HAMBURG – Everything was fine until his 90th birthday: Hans-Joachim Becker, a retired country doctor, lived together with his life companion in his own flat. A domestic help cleaned the big flat and an ambulatory care service passed regularly with warm meals for the two elderly people. One night, the situation dramatically changed: the old man fell in the staircase, sustained a cerebral concussion and had to spend several weeks in hospital.
"It was obvious that he could not stay any longer at home alone", says Mr. Becker's daughter Kristine Heese aged 56. "After the fall my father wasn't able to walk anymore, and his companion wasn't much of a help because of her Alzheimer affection".
Like many elderly people, Mr. Becker first refused to give up his relatively independent lifestyle and move to a nursing home.
"My father refused to leave his familiar surroundings but after his discharge from hospital he urgently needed qualified care", said his daughter. With her father in need of care and living far away, she faced the difficult task of finding an appropriate nursing home where her father was lodged temporarily.
"Fortunately, my father appreciated the short-term care in the nursing home. He had a nice single room and received all the medical care and attention needed", she said. A medical officer from the health insurance bureau examined the old man and classified him care level II – in other words, a severe disability and a need for care of not less than three hours per day. These services are paid by the care insurance while the cost of accommodation in the nursing home is financed from Mr. Becker's private pension. His daughter has a proxy to keep his account. "Without the allowances from the care insurance, my father could not afford the cost of the nursing home alone – in spite of his good pension", she explains, adding that "now the value in the account at the end of the month is about zero".
If elderly people in need of care or close relatives cannot bear the cost of care and accommodation, social assistance will finally have to pay for it. Before the introduction of a Social Dependency Insurance in Germany on 1 January 1995, social assistance had to do this more often than today. Now the new care insurance takes the growing load: all citizens are liable to insurance and pay contributions under the state or private health insurance system to care insurance.

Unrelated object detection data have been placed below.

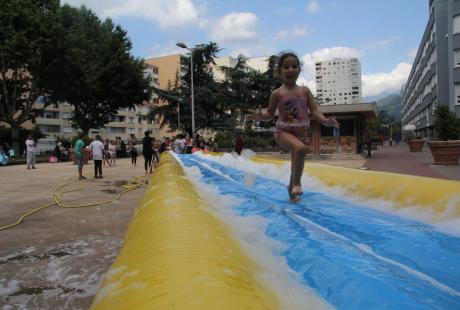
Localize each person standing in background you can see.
[89,135,104,179]
[75,132,86,180]
[234,132,244,155]
[142,130,153,174]
[129,133,138,167]
[26,135,37,169]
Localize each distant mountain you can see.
[377,94,401,121]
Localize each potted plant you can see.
[405,131,425,152]
[428,105,460,165]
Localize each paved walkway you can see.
[364,143,460,181]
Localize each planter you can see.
[428,140,460,165]
[407,139,425,152]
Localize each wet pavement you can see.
[364,143,460,181]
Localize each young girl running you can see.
[247,53,339,203]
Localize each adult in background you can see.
[142,130,153,174]
[75,132,86,180]
[234,132,244,155]
[173,134,185,154]
[158,137,171,154]
[26,135,37,169]
[129,133,138,167]
[89,135,104,179]
[115,137,122,158]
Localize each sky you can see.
[62,0,429,101]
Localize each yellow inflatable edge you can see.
[91,152,279,310]
[206,152,460,217]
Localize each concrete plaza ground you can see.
[0,158,149,309]
[0,144,460,309]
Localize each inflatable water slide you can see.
[92,152,460,310]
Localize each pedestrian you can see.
[108,140,117,166]
[233,132,244,155]
[5,143,16,160]
[89,135,104,179]
[158,137,171,154]
[128,134,139,167]
[75,132,86,180]
[142,130,153,174]
[0,145,8,166]
[152,137,160,163]
[173,134,185,154]
[115,137,123,158]
[247,53,340,203]
[26,135,37,169]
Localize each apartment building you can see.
[315,58,363,105]
[32,65,160,140]
[401,0,460,139]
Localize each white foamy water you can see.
[172,154,332,310]
[191,150,460,237]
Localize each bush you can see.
[0,125,46,154]
[434,105,460,141]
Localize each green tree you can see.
[53,5,151,133]
[151,42,226,133]
[0,0,60,152]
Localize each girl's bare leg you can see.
[276,131,307,195]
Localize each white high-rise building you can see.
[315,58,363,104]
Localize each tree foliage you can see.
[0,0,150,148]
[57,5,151,133]
[152,46,280,133]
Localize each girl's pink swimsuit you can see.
[275,96,310,144]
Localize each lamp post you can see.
[176,42,195,137]
[177,99,182,131]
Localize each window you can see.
[62,126,73,133]
[61,112,72,119]
[111,115,125,123]
[453,15,460,34]
[38,125,61,132]
[455,83,460,105]
[454,49,460,68]
[108,127,126,134]
[41,110,59,119]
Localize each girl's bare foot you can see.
[291,185,302,195]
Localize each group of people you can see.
[4,52,340,202]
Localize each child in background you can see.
[247,53,339,203]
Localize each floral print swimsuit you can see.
[275,96,310,144]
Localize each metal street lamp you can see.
[177,99,182,131]
[176,42,195,137]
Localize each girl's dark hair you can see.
[276,52,300,74]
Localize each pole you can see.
[190,49,195,139]
[177,100,182,131]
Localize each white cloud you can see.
[211,12,257,42]
[305,0,319,13]
[63,0,205,29]
[362,62,412,97]
[366,37,401,50]
[276,26,309,38]
[407,48,418,59]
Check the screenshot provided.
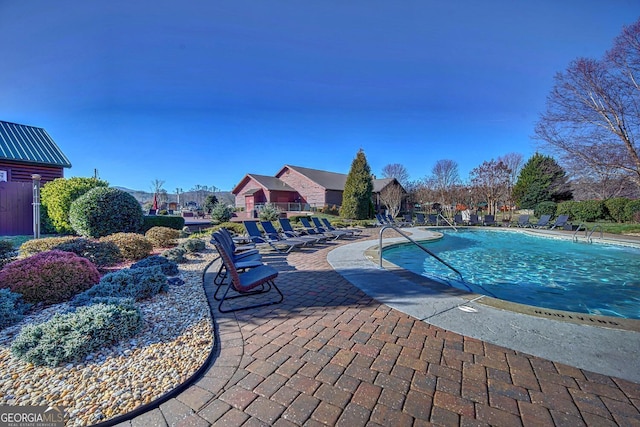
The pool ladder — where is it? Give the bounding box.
[573,223,604,243]
[378,225,471,290]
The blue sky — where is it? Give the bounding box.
[0,0,640,192]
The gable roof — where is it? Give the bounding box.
[0,120,71,168]
[231,173,296,194]
[276,165,347,191]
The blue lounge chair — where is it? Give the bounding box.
[243,221,306,253]
[516,214,530,228]
[529,215,551,228]
[212,232,284,313]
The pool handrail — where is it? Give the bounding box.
[378,225,465,283]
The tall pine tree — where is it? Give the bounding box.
[340,149,373,219]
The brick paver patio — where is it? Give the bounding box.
[124,232,640,427]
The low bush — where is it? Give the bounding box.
[100,233,153,261]
[160,247,187,264]
[131,255,180,276]
[604,197,629,222]
[142,215,184,233]
[624,200,640,222]
[211,203,234,224]
[0,289,29,329]
[69,187,143,238]
[179,238,207,253]
[55,237,123,267]
[210,222,247,234]
[11,299,144,367]
[71,265,168,306]
[0,250,100,304]
[144,227,180,248]
[533,201,558,218]
[18,236,77,258]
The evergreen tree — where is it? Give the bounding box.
[340,149,373,219]
[513,153,573,209]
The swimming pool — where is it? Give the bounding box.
[383,229,640,319]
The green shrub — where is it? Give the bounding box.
[71,265,169,306]
[100,233,153,261]
[69,187,143,237]
[179,238,207,253]
[141,215,184,233]
[40,177,109,234]
[258,203,281,221]
[0,289,29,329]
[624,200,640,222]
[144,227,180,248]
[209,222,246,234]
[533,201,558,218]
[573,200,605,222]
[131,255,180,276]
[0,250,100,304]
[160,247,187,264]
[19,236,77,258]
[55,237,123,267]
[11,299,144,367]
[211,203,234,224]
[604,197,629,222]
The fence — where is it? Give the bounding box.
[0,182,33,236]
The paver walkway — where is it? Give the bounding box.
[117,231,640,427]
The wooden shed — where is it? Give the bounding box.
[0,120,71,236]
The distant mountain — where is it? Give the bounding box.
[114,187,235,206]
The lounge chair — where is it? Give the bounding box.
[516,214,530,228]
[482,215,496,226]
[211,228,262,286]
[213,232,284,313]
[549,215,569,230]
[320,218,362,235]
[529,215,551,228]
[311,216,353,239]
[243,221,307,253]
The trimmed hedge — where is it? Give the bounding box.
[0,250,100,304]
[11,299,144,367]
[142,215,184,233]
[69,187,143,238]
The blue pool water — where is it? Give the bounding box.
[383,230,640,319]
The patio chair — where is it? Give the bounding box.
[482,215,496,226]
[311,216,353,239]
[211,228,263,286]
[516,214,529,228]
[260,221,319,245]
[320,218,362,235]
[278,218,327,243]
[549,215,569,230]
[242,221,307,253]
[529,215,551,228]
[213,232,284,313]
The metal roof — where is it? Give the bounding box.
[0,120,71,168]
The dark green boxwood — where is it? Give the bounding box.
[604,197,629,222]
[624,200,640,222]
[11,299,144,367]
[142,215,184,233]
[0,289,30,329]
[71,265,168,306]
[533,201,558,218]
[69,187,143,238]
[131,255,180,276]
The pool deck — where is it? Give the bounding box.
[121,230,640,427]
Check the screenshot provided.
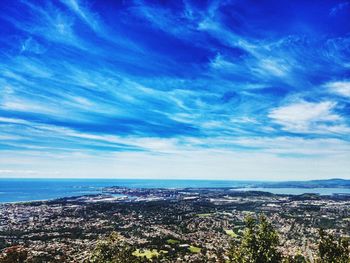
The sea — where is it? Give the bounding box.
[0,178,350,203]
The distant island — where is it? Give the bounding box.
[248,178,350,188]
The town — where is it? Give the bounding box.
[0,187,350,262]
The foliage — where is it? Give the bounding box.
[229,216,282,263]
[318,229,350,263]
[0,246,28,263]
[88,232,146,263]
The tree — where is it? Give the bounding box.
[318,229,350,263]
[229,216,282,263]
[88,232,145,263]
[0,246,28,263]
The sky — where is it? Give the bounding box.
[0,0,350,180]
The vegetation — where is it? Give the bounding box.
[318,230,350,263]
[229,216,350,263]
[188,246,201,253]
[88,232,146,263]
[229,216,282,263]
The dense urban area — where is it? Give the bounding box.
[0,187,350,262]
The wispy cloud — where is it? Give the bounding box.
[0,0,350,178]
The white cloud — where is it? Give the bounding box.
[325,80,350,98]
[268,101,342,133]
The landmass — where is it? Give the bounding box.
[0,186,350,262]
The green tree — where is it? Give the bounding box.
[0,246,28,263]
[88,232,144,263]
[229,216,282,263]
[318,229,350,263]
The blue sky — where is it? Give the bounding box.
[0,0,350,180]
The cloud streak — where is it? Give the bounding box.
[0,0,350,179]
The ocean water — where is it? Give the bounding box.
[0,179,350,203]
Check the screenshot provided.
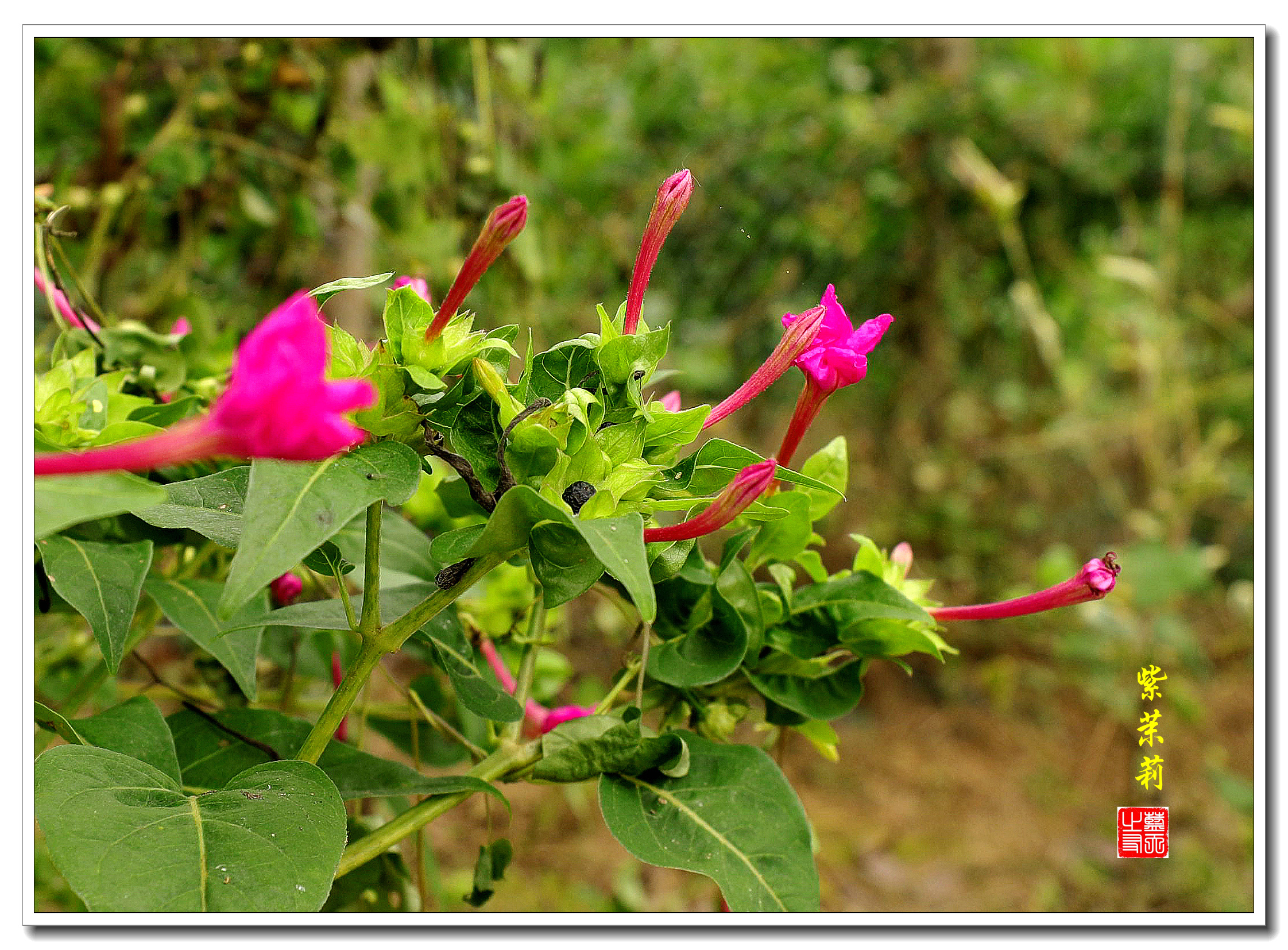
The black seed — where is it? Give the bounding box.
[434,557,477,590]
[563,482,595,514]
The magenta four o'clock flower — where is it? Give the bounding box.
[778,284,894,465]
[644,459,778,542]
[927,552,1122,621]
[622,169,693,334]
[425,195,528,340]
[36,290,376,476]
[479,639,595,736]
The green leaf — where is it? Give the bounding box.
[529,521,604,608]
[32,472,166,542]
[144,577,268,702]
[801,436,850,521]
[792,571,934,624]
[246,584,438,630]
[412,610,523,722]
[662,438,845,499]
[130,465,250,548]
[35,745,344,913]
[744,660,867,719]
[36,535,152,674]
[461,838,514,907]
[599,732,819,913]
[309,271,394,307]
[36,696,179,782]
[219,442,420,617]
[166,709,509,808]
[532,716,685,782]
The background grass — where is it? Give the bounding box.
[35,37,1255,912]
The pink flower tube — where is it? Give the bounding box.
[644,459,778,542]
[36,267,102,333]
[778,284,894,465]
[927,552,1122,620]
[479,639,595,736]
[427,195,528,340]
[702,304,827,429]
[36,290,376,476]
[622,169,693,334]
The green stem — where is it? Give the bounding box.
[378,554,508,654]
[295,640,385,764]
[335,739,541,878]
[504,600,546,743]
[358,500,385,639]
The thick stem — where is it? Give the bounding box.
[335,740,541,878]
[358,500,385,639]
[295,640,385,764]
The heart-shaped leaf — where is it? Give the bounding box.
[35,745,344,913]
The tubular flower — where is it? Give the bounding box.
[702,304,827,429]
[927,552,1122,620]
[778,284,894,465]
[479,639,595,736]
[36,290,376,476]
[35,267,102,333]
[622,169,693,334]
[644,459,778,542]
[427,195,528,342]
[268,571,304,607]
[393,276,434,306]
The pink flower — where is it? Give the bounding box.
[778,284,894,465]
[927,552,1122,620]
[394,277,434,306]
[644,459,778,542]
[622,169,693,334]
[427,195,528,340]
[268,571,304,607]
[36,267,102,333]
[702,304,826,429]
[783,284,894,392]
[36,290,376,474]
[479,639,595,736]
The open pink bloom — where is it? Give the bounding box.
[479,639,595,736]
[644,459,778,542]
[394,276,434,306]
[622,169,693,334]
[927,552,1122,620]
[268,571,304,607]
[702,304,827,429]
[35,267,102,333]
[36,290,376,476]
[427,195,528,340]
[778,284,894,465]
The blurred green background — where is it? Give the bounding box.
[35,37,1257,912]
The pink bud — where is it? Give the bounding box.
[268,571,304,607]
[929,552,1122,620]
[36,290,376,476]
[702,306,825,429]
[394,277,434,306]
[427,195,528,340]
[36,267,102,333]
[622,169,693,334]
[644,459,778,542]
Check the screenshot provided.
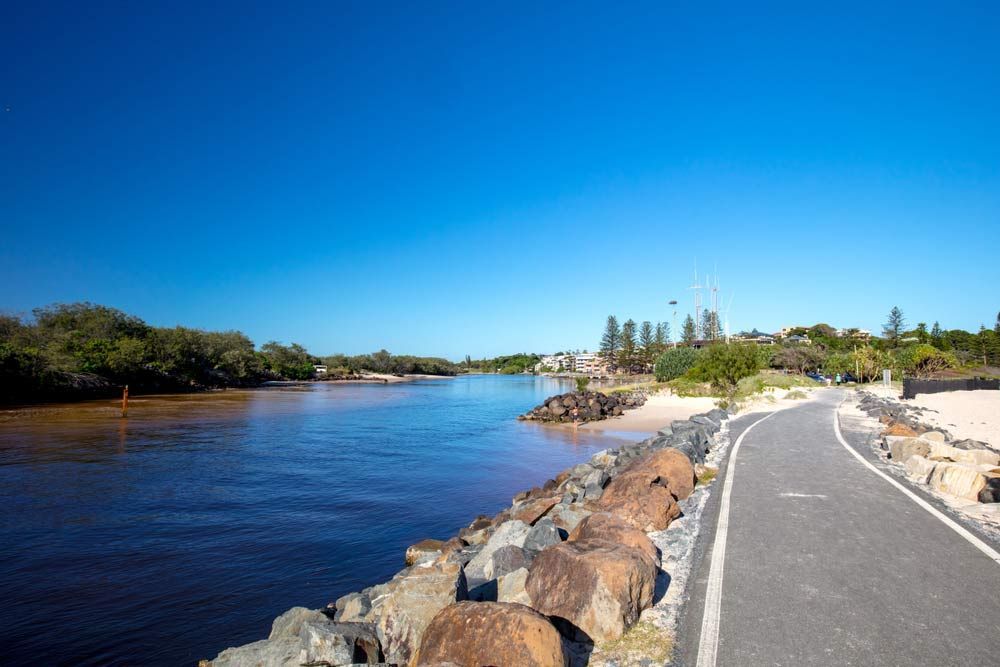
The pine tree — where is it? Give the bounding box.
[601,315,622,372]
[701,310,722,340]
[618,319,638,373]
[639,320,656,373]
[681,315,698,344]
[882,306,906,347]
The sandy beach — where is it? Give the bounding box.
[907,389,1000,448]
[580,392,717,434]
[580,387,817,435]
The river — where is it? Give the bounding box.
[0,375,632,665]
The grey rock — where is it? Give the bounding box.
[524,516,562,552]
[333,593,372,622]
[465,519,531,582]
[979,477,1000,503]
[497,567,531,607]
[299,620,382,665]
[484,544,533,579]
[268,607,326,639]
[948,438,993,450]
[211,637,307,667]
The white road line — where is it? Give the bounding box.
[697,412,777,667]
[828,401,1000,563]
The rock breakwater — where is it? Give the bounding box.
[857,392,1000,503]
[203,408,728,667]
[518,391,646,423]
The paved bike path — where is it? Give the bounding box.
[678,390,1000,667]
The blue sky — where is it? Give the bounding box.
[0,2,1000,358]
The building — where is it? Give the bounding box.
[535,354,573,372]
[573,352,608,375]
[837,329,872,340]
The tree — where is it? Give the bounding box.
[681,315,698,344]
[701,310,722,340]
[655,347,698,382]
[771,345,824,373]
[600,315,622,372]
[654,322,670,352]
[882,306,906,347]
[618,319,639,373]
[639,320,656,372]
[695,343,760,399]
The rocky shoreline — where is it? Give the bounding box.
[207,410,728,667]
[857,392,1000,503]
[518,391,647,423]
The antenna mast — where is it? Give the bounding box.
[688,259,702,338]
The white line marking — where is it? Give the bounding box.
[696,412,777,667]
[832,399,1000,563]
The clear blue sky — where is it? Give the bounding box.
[0,2,1000,358]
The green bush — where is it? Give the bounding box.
[893,343,958,378]
[654,347,698,382]
[692,344,760,396]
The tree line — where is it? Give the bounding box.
[600,315,670,373]
[0,303,459,403]
[655,307,1000,382]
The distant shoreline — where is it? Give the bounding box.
[0,373,457,411]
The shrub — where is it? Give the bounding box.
[654,347,698,382]
[693,344,760,397]
[895,343,957,378]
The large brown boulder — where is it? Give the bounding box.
[525,538,656,642]
[569,512,660,566]
[628,448,695,500]
[413,602,567,667]
[371,560,468,664]
[598,469,681,532]
[882,422,920,438]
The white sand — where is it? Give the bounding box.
[580,387,816,435]
[906,389,1000,448]
[580,392,717,434]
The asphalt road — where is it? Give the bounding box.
[675,389,1000,667]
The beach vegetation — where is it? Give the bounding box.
[654,347,698,382]
[600,315,622,372]
[688,343,760,397]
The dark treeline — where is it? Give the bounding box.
[0,303,459,403]
[462,352,542,375]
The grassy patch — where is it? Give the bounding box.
[754,372,820,389]
[600,622,674,662]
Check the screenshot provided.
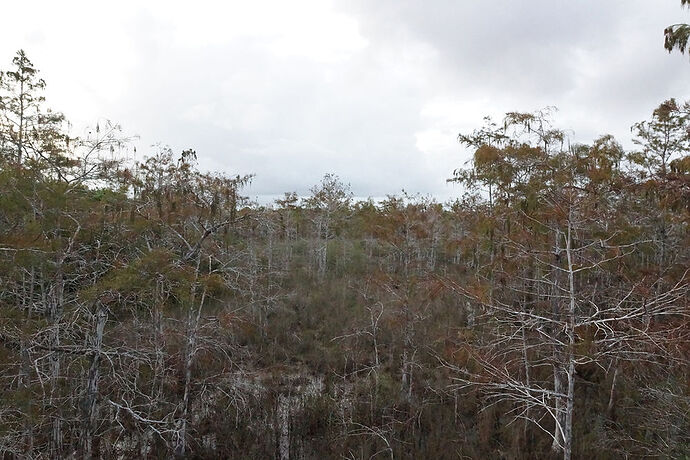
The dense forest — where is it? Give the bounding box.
[0,45,690,459]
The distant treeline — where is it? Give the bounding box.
[0,52,690,459]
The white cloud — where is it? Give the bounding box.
[0,0,690,196]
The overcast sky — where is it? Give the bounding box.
[0,0,690,200]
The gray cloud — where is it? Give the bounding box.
[0,0,690,198]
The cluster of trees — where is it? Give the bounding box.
[0,51,690,459]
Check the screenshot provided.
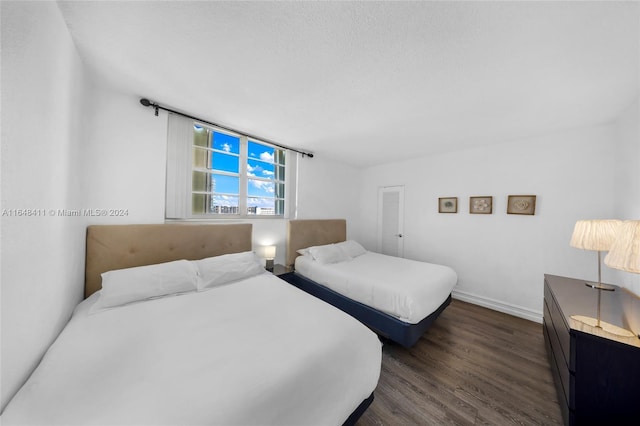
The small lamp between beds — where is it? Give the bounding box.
[262,246,276,272]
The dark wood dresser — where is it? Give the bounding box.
[544,275,640,425]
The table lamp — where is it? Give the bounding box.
[604,220,640,274]
[262,246,276,271]
[569,220,621,327]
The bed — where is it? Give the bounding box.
[1,224,381,425]
[283,219,457,347]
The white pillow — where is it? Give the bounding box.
[309,244,351,264]
[95,260,198,309]
[193,251,265,291]
[296,248,313,257]
[336,240,367,258]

German care insurance covers the risk of social dependency independently from the age of the insured person. Contribution income is directly used to cover the arising costs for care. With growing life expectancy the number of recipients in the care insurance system is also rising: the example of Dr. Becker highlights how most elderly people only need care when they are fairly old. When the new insurance system was introduced in 1995, only 750,000 people over 65 years received support from it. In 2002, the number of recipients in this age group had almost doubled reaching 1.43 million.
This comes at a time when the percentage of people over 65 years in Germany will rise from 13.4 per cent in 2000 to approximately 23 per cent in 2040. At the same time, the number of future contributors is expected to decline continuously because of lower birth rates. The Social Dependency Insurance will therefore face a demographically motivated problem of financing – forcing the new system ten years after its introduction to reform.
Health politicians in Japan are also concerned about the social security of the elderly. Demographic change in this country is more sweeping than in any other industrialized nation: already in 2000 some 22 per cent of the Japanese population was over 65 years old and for 2040 statisticians forecast 36.3 per cent. At the same time, the birth rate is declining in Japan even more dramatically than in Germany.
On the other hand, compared to other industrialized countries the demographic challenge in Japan has so far had only a limited impact on the level of social expenditure. One reason is the high activity rate of elderly people: in 1998 almost a quarter of all Japanese over 65 were still active – in Germany the rate was just under 2.2 per cent the same year. Furthermore, close family ties in Japanese society reduce public expenditure on the elderly: in 2001, some 48 per cent of all Japanese over 65 still lived with their children while in Germany and most other industrialized countries this is only the case for 14 per cent of the same age group.
In spite of these favourable factors, Japan had to take account of demographic trends and in April 2000 introduced Public Care Insurance. Despite being modelled on the mould of the German care insurance system, the Japanese system differs in some respects from the original. Only citizens over 40 years of age have to pay contributions while only people over 65 receive benefits comparable with those in the German care insurance system. As it continues to cover 45 per cent of the cost of long-term care for the elderly, the Japanese government does not need to move to a mandatory system fully funded by contributions.
Like in Germany, applicants have to pass an examination with a public health officer. Based on the degree of social dependency, the health officer will fix a certain budget for care. The budget is administered by a care manager who establishes a care plan for the insured and organizes the necessary care by ambulatory and in patient institutions. All recipients have to find 10 per cent of the costs. An evaluation of the Japanese Care Insurance is planned for 2005, five years after the law was enacted.
Social protection for those in need of care is only one of the many problems of ageing societies. The United Nations already acknowledged these problems in 1990 when it made October 1st the "International Day of Older Persons". Over the last years, the International Labour Organization (ILO) has produced a series of documents and information campaigns on social security for older people. The theme of the International Day in 2004 is Older Persons in an intergenerational society.